The semantic scoring is based on spaCy (ADD DESCRIPTION). Similarity is determined based on word vectors that are generated thanks to the Word2vec technique. We then look at the distance between the vectors to assess on the similarity between words. Vectors can represent a word only but also a text in general.

In [None]:
#The reference word is the word that we want to find the similarity with
words = nlp("love")

#Create a column with the similarity score of the summaries to each word in words
for word in words:
        #add empty column
        plot_df_removed[word.text] = np.nan
        #filling it with the corresponding similarity score
        plot_df_removed[word.text] = plot_df_removed['Summary'].apply(lambda x: nlp(' '.join(x)).similarity(words))

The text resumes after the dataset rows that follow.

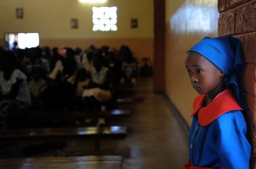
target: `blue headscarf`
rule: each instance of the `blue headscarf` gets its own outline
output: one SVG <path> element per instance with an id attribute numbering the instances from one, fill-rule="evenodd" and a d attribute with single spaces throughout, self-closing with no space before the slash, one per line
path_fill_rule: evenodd
<path id="1" fill-rule="evenodd" d="M 226 86 L 231 86 L 233 90 L 240 106 L 248 109 L 238 83 L 245 68 L 239 39 L 232 36 L 206 37 L 193 46 L 188 53 L 190 51 L 203 56 L 225 73 Z"/>

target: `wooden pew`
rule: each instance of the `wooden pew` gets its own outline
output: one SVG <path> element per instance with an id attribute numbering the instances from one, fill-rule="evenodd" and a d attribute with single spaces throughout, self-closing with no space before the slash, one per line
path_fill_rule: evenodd
<path id="1" fill-rule="evenodd" d="M 120 156 L 47 157 L 0 159 L 1 169 L 120 169 Z"/>
<path id="2" fill-rule="evenodd" d="M 50 120 L 79 119 L 87 118 L 110 118 L 127 117 L 131 115 L 131 110 L 115 109 L 100 111 L 49 111 L 32 112 L 23 118 L 28 119 L 45 118 Z"/>
<path id="3" fill-rule="evenodd" d="M 14 128 L 0 130 L 0 140 L 3 142 L 93 140 L 96 156 L 100 154 L 100 140 L 123 140 L 126 136 L 127 127 L 116 126 L 109 127 Z"/>
<path id="4" fill-rule="evenodd" d="M 12 117 L 9 119 L 8 125 L 12 128 L 56 127 L 56 125 L 58 125 L 58 121 L 62 120 L 85 120 L 90 118 L 103 118 L 108 120 L 128 117 L 130 115 L 131 110 L 130 109 L 99 111 L 34 111 Z"/>

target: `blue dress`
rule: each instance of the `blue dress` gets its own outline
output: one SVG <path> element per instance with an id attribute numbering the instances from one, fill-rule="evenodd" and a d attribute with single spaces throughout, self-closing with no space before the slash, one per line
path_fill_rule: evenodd
<path id="1" fill-rule="evenodd" d="M 202 107 L 206 95 L 194 102 L 189 139 L 191 166 L 249 169 L 251 146 L 246 124 L 230 90 Z"/>

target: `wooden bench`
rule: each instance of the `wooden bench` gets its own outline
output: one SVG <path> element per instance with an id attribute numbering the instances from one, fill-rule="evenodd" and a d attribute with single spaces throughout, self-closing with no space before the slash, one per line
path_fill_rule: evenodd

#sort the dataframe by the similarity score
plot_df_removed.sort_values(by='love', ascending=False, inplace=True)
plot_df_removed.head()

In [None]:
plot_df_removed.head()

### 3. Love words extraction

This part's aim is to find the words in the summary that are love-related in case we need them later. They are extracted based on the same word2vec method by setting a threshold on the similarity they have with the word "love".

In [None]:
#extract love-related words from the summaries
def extract_love_words(text, words, threshold):
    love_words = []
    for word in words:
        love_words += [token.text for token in nlp(' '.join(text)) if token.similarity(word) > threshold]
    return love_words

#The threshold is the minimum similarity score to be considered a love-related word
love_threshold = 0.35

#Create a column with the love-related words in the summaries
plot_df_removed['love_words'] = np.nan
plot_df_removed['love_words'][:10] = plot_df_removed['Summary'][:10].apply(extract_love_words(words=words, threshold=0.35))

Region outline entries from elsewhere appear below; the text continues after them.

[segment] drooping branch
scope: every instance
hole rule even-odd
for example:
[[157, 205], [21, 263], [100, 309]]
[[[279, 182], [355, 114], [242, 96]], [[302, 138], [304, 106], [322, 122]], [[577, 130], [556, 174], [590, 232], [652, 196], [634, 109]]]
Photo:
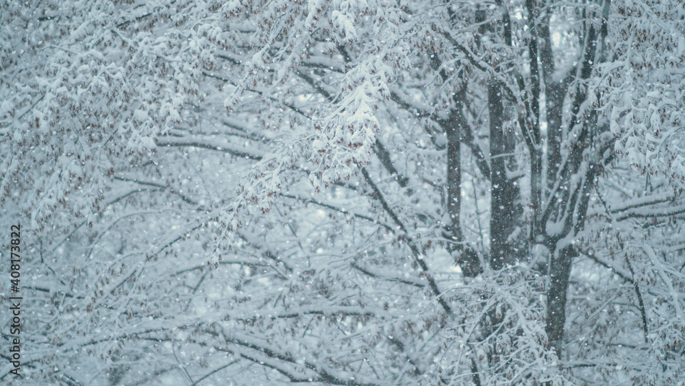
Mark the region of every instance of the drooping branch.
[[362, 174], [364, 176], [364, 178], [366, 181], [366, 183], [369, 184], [369, 185], [371, 187], [371, 189], [373, 191], [373, 193], [375, 193], [375, 198], [380, 202], [381, 206], [383, 207], [383, 209], [386, 211], [386, 213], [388, 213], [388, 215], [393, 219], [393, 221], [394, 221], [395, 223], [397, 224], [397, 226], [399, 227], [400, 230], [402, 230], [402, 239], [407, 243], [407, 245], [409, 245], [409, 248], [411, 250], [412, 254], [414, 256], [414, 261], [416, 263], [419, 267], [421, 267], [421, 270], [423, 271], [426, 280], [428, 281], [428, 285], [430, 287], [433, 294], [436, 297], [438, 302], [440, 303], [443, 309], [444, 309], [448, 315], [451, 314], [452, 309], [449, 305], [447, 305], [447, 302], [443, 297], [443, 293], [438, 288], [438, 285], [436, 283], [435, 279], [433, 278], [432, 275], [431, 275], [429, 272], [428, 265], [426, 264], [425, 261], [423, 259], [423, 256], [419, 251], [419, 248], [416, 247], [416, 243], [409, 236], [404, 224], [402, 223], [401, 220], [399, 219], [399, 217], [398, 217], [393, 210], [393, 208], [388, 204], [388, 202], [383, 197], [383, 193], [381, 193], [380, 189], [378, 189], [378, 186], [376, 186], [375, 183], [371, 179], [371, 176], [369, 175], [369, 172], [366, 171], [366, 168], [362, 168]]

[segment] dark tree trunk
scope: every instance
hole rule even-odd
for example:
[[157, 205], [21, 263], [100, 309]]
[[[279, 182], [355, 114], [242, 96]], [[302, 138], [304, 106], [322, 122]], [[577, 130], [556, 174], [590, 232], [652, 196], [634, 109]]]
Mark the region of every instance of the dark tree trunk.
[[520, 225], [523, 207], [516, 178], [510, 178], [508, 169], [515, 168], [514, 133], [504, 130], [504, 106], [500, 85], [488, 83], [490, 114], [490, 156], [492, 185], [490, 221], [490, 266], [500, 269], [522, 256], [521, 238], [510, 236]]

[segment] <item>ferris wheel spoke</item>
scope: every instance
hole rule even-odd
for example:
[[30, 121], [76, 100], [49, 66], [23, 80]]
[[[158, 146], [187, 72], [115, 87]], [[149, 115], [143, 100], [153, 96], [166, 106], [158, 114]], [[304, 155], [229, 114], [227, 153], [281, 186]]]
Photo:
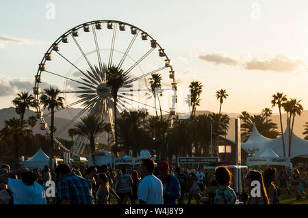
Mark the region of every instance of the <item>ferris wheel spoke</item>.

#sort love-related words by similarity to love
words = nlp("love")
for word in words:
    plot_df_removed['love_words'][:10] = plot_df_removed['love_words'][:10].apply(lambda x: sorted(x, key=lambda y: nlp(y).similarity(words)))


In [None]:
plot_df_removed.head()

### 4. Next Steps

We have 2 main problems with this approach:
- How shall we define the reference vector ?
- How is the threshold set ?

#### 4.1. Reference vector

The reference vector for now is just the semantic vector of the word "love". We have to implement a methodology that allows us to find the best reference vector. We have to find a way to define the reference vector in a way that it scores high all the summaries that depicts a relationship. To do this we are thinking of a Monte Carlo tree search approach and use the movies labeled as romantic by their genres as the target true positives.

#### 4.2. Threshold

Once we have a correct reference vector that scores the summaries as wanted, we need to find the best way to set the threshold splitting the movies that depicts a relation from the ones that don't. We are thinking of using an F1-scoring method to find it.